When Needtobreathe recorded its latest album, "Rivers in the Wasteland," the Southern rock band grappled with which direction to take after the departure of drummer Joe Stillwell. The band members, suffering inner tensions and the pressures of fame, felt the need to make bare-bones, from-the-heart songs to satisfy their collective soul and re-energize. The 10-time Dove-winning band chose wisely: The album landed at No. 1 on the Billboard Christian Album and Rock Albums charts, and No. 3 on the Billboard 200. I chatted with Needtobreathe guitarist and backing vocalist Bo Rinheart about the new album and tour, getting vulnerable, the hardest track to lay down, and his favorite apps.

Band of brothers: Bo Rinehart, Bear Rinehart, and Seth Bolt. (Credit: Sully Sullivan)

How has the current tour been going?
So far this has been the most refreshing tour we've done in 10 years. The band is on a different level right now, with camaraderie for one and the excitement about the new material and our love for what we do. It feels like we started over.

How are you handling drumming duties without Joe Stillwell?
Randal Harris is touring with us and has been for a little over a year and a half. He's been like a brother to us and has been around us as a recording engineer for quite some time.

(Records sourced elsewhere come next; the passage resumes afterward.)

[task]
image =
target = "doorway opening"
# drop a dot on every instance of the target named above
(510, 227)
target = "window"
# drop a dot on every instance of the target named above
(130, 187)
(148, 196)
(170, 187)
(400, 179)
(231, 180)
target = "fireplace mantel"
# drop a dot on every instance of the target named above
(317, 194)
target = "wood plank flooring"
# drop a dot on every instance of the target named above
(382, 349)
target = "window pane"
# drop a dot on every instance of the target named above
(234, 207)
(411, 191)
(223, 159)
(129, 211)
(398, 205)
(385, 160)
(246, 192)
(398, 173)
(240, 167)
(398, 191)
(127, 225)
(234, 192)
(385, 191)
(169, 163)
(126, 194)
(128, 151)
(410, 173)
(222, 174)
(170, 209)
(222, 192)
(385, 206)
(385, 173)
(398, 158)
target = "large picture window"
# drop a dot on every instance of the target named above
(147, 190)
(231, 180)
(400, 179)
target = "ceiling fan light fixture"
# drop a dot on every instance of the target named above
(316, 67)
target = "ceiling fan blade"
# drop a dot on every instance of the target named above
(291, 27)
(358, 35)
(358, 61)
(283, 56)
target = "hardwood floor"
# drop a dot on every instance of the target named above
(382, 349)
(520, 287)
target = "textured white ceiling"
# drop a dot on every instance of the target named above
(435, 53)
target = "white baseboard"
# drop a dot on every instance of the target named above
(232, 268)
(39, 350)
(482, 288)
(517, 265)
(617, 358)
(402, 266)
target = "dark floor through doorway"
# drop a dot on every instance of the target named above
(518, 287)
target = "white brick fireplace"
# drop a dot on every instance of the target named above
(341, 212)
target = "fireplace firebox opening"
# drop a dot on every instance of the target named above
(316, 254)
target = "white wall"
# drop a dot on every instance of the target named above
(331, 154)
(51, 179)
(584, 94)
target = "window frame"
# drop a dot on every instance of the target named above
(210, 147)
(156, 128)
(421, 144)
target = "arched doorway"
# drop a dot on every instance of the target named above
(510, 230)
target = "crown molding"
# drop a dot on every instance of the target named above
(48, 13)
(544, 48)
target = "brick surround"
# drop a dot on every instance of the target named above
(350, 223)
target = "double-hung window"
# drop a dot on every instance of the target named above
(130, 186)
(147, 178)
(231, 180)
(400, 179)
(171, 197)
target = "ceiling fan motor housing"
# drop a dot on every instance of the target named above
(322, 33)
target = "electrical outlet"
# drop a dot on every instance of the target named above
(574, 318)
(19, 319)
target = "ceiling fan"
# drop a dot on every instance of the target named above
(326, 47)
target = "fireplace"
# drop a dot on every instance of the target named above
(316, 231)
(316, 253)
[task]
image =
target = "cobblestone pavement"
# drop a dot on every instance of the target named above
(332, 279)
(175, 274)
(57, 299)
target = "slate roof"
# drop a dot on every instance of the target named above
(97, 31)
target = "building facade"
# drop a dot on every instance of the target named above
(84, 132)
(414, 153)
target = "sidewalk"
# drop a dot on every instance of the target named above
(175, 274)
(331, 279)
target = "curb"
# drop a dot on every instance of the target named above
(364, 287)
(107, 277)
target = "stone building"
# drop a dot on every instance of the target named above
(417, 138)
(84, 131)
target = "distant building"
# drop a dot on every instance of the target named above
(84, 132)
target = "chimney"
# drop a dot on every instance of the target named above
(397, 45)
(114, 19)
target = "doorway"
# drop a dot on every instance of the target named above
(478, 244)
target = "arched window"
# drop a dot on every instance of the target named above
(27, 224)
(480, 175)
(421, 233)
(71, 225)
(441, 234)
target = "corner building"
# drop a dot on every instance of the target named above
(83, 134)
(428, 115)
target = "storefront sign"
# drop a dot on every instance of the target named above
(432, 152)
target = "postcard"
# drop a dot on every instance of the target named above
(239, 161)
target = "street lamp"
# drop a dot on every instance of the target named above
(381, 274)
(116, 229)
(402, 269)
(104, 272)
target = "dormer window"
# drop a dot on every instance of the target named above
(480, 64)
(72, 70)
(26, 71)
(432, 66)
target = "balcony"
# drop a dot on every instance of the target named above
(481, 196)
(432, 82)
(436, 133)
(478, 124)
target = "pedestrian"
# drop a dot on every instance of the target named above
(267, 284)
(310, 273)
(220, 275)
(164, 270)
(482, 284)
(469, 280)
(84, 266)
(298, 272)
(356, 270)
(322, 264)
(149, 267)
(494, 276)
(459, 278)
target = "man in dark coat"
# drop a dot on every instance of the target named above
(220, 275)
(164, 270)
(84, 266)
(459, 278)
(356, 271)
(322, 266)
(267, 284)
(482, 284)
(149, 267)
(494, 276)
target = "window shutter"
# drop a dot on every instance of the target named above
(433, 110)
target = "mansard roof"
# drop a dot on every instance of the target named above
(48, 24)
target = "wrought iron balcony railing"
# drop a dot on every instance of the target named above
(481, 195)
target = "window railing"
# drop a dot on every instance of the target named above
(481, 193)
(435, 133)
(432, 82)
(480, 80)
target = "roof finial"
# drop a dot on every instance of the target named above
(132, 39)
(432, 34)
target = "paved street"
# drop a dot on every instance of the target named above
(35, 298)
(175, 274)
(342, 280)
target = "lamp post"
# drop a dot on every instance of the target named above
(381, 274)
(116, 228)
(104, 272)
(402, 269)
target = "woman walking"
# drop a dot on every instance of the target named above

When Joe announced that he was leaving the band last year, fans were shocked. What led to his decision?
I think it was several things. I wouldn't want to speak on his behalf. For us, it was the right thing at the right time. We love Joe, and we still speak occasionally and catch up when we're in town. In the future, I could still see us being involved musically at some level. But he was beginning a family. So it was the right thing for him and for everyone.

You and Bear are brothers, and the band is often described as a brotherhood. Can you describe the band dynamic?
[Bear and I] have always been brothers, but our relationship carries over to the other members of the band and even the crewmembers. But I think because we've always been a part of sports teams and team camaraderie, that relationship of "You gotta fight for one another" is something we appreciate, and we carry that vibe over to whoever's up on stage with us.

The title of your new album, "Rivers in the Wasteland," is based on a biblical verse. Why is it meaningful to you?
You have to get to the low point to understand that verse fully. It's only when you become that desperate, that the river in the middle of nowhere jumps out at you. When we started, we were locked in to what we thought was best and would trust our understanding and knowledge, like if I want to be successful, I should do things I want to do great.

But on this record we were stretching ourselves to be more vulnerable. It looked good as a concept, but once we started putting it down to paper and being more exposed, the reaction within the band was one that we didn't necessarily anticipate. We were ripping apart at the seams. But it took us to a place that we didn't realize we'd get to. We thought we were in a desert, and a lot of the songs have that lyrical association. But in the midst of that, something new was happening that we weren't aware of. The answer is I couldn't anticipate what was to come.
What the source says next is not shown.